Nasıl yendi karşısındaki devasa para gücünü?
Yorumcular pek çok "faktör" sıralıyorlar. Kara derililer, kahverengi derililer, eşcinseller falan onu destekledi tabii. Ama onların toplamı seçmen sayısının dörtte biri kadar. En etkili dayanak besbelli: kadınlar.
Evet, her renkten, her eğilimden, her sınıftan kadın çoğunluğu belirledi seçim sonucunu.
Peki, onların tercihini ne belirledi?
Bizde dindarlıkla sağcılık karıştırılıyor ya. Dindarlığın da, dinciliğin de daniskası Amerika'dadır. Seçimden sonra Obama zafer, Romney veda konuşmasını aynı haykırışla "Tanrı ülkemizi kutsasın!" diye bitirdiler.
Yalnız, Cumhuriyetçilerin safı aklı ve mantığı dışlayan uçuk dinci kesimi de kapsıyor. O üşütükler kadını pasif nesne gibi görmekte direnir. Örneğin Romney yandaşı iki senatör kürtaj yasağını insancıl ilkelere dayanarak savunacak yerde "Irzına geçilen kadınların başına gelen takdiri ilahîdir" dediler. Yani tecavüz Tanrı'nın işi olduğuna göre, sonuçları makbulmüş.
Amerikan kadınları, dindarları dahil, ayağa kalktı. Seçimde o iki senatör de yenildi. Senatoya giren üç yeni demokrat üyeden ikisi kadın.
Biri hızlı solcu, öteki cinsel tercihini ilan eden bir lezbiyen. İkisi de çakı gibi dövüşken politikacı.
Bizde kadınlar ne durumda? Her konu gibi bunu da konuşulanlara değil, kendi yaşadıklarıma bakarak değerlendirmeye çalışmaktayım.
"Aşağılanıyor, eziliyor, öldürülüyorlar" diyeceksiniz. Doğrudur, kadına karşı kaba güç kullanımında büyük artış var. Ancak, bu -şaşırmayın- olumlu bir gelişmenin tersten belirtisi. "İnce güç" diyebileceğimiz kadın etkisi hızla yükseliyor bizim ülkemizde de.

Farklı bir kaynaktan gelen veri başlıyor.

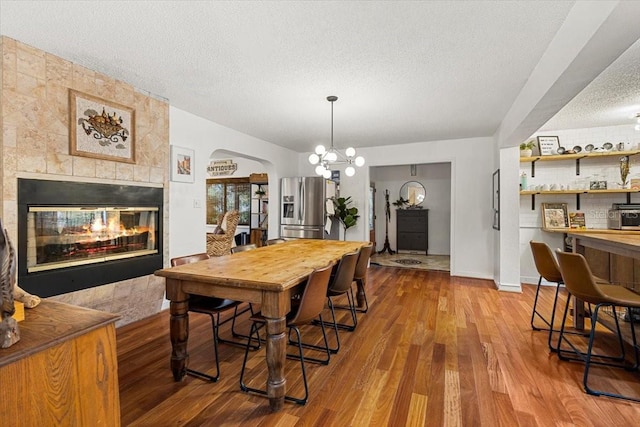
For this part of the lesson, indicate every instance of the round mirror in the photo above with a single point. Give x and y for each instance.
(414, 192)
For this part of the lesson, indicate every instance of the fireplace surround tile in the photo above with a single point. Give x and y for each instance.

Erkeklerimizin ilkel kalmış kesimi sindiremiyor o yeni bağımsızlaşmayı. Kaslarıyla saldırmaktan başka tepki veremiyor.
En aydın geçinen çevrelerimizde bile ataerkil yaklaşımın çarpıklığı sürmekte. "Okumuş" erkeklerimizin çoğu hâlâ dişiye süs gözüyle bakar. Güzelliğini över, giyinişini şık bulur, ev iyi döşenmiş ise "Kadın eli değmiş" der. O kadar. Mantık, matematik, inisiyatif, ataklık, doğru ve yürekli karar? Öyle üstünlükler genelde erkeklere özgüdür.

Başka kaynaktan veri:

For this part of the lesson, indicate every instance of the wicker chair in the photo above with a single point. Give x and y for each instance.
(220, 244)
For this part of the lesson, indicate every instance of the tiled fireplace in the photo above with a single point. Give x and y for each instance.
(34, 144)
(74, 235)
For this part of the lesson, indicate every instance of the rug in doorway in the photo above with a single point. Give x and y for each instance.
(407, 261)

Birinci sınıf bir kafa ve gönül adamının kurup yönettiği İstanbul Kültür Üniversitesinin içinde bulundum uzun süre. Onun kenara çekilmesiyle kızlarından biri başa geçti. İyi giden her şey daha da parladı.
Dün orada bir görev devir töreni vardı. Yeni rektör bir kadın akademisyenimiz. Onun ve üniversitenin lideri genç kadınımızın konuşmalarını duymanızı isterdim. Görürdünüz mantık, inisiyatif, doğru ve yürekli karar nasıl oluyor.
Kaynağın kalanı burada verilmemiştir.